I had a lunch date with a friend recently. Since she had been away, I was looking forward to a lengthy visit to catch up on her travels and her family news.
Sometimes these lunches can span a couple of hours, as we chat about the happenings in our lives (and those of our grandkids). However, she had an appointment, so we wrapped things up much earlier than we normally do.
When I came home, I noticed my elderly neighbour standing in her front yard looking very distressed. She too had been out and had lost her keys somewhere during her trip.
Her closest neighbours (who have an extra key) were not at home and she has no cellphone. Thankfully, I was able to lend her mine, so she could call her son who came promptly to let her in and deal with the ramifications of the lost item.
If my lunch had not been shortened, she may have stood out there for a very long time.
I recognize there are some skeptics who would say this was just a “lucky accident,” but apparently there is more to it than that.
Although it’s hard to capture in specific data, researchers have been working on theories that the human brain is hardwired to connect things in a meaningful way.
Researchers believe we use instinctive laws of probability to drive new learning and understanding. We connect events creatively even when they are not based on logic or predictability.
Science writer Matt Hutson reports, “these connections suggest a feeling of destiny that can be good for us mentally.”
Seemingly, it reinforces a sense there is a deeper order to things for those who have a talent for noticing what we label as coincidences.
Author Isaac Asimov said, “people are entirely too disbelieving in coincidences and far too ready to dismiss them.”
There are so many synonyms and related words in our language that it makes a person wonder if perhaps he isn’t correct in his statement.

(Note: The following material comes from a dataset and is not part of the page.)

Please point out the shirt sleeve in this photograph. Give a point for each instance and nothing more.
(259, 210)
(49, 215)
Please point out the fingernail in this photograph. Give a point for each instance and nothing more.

Synchronicity, happenstance, luck, serendipity and flukes are all used to describe a collection of unrelated incidents which have a great deal of meaning for one observer while another would see no significance or importance in these happenings.
For myself, I agree with lecturer Deepak Chopra who said we should live our lives, “with an appreciation of coincidences which help us to connect with the field of infinite possibilities.”
Being open to those new “possibilities” can bring a sense of unity and connectedness with the universe.
I don’t want to spend every day carefully sifting, weighing, classifying and selecting to make scientific logic of all the occurrences. There is not always a linear cause and effect.
Unanticipated random happenings often bond an external event with an internal event giving meaning and significance, which is strictly on a personal level.
I don’t want to be in charge of everything that happens, making the assumption I always know what my path is in this life.
Seeing things from new perspectives helps us stay curious, resilient and full of wonder.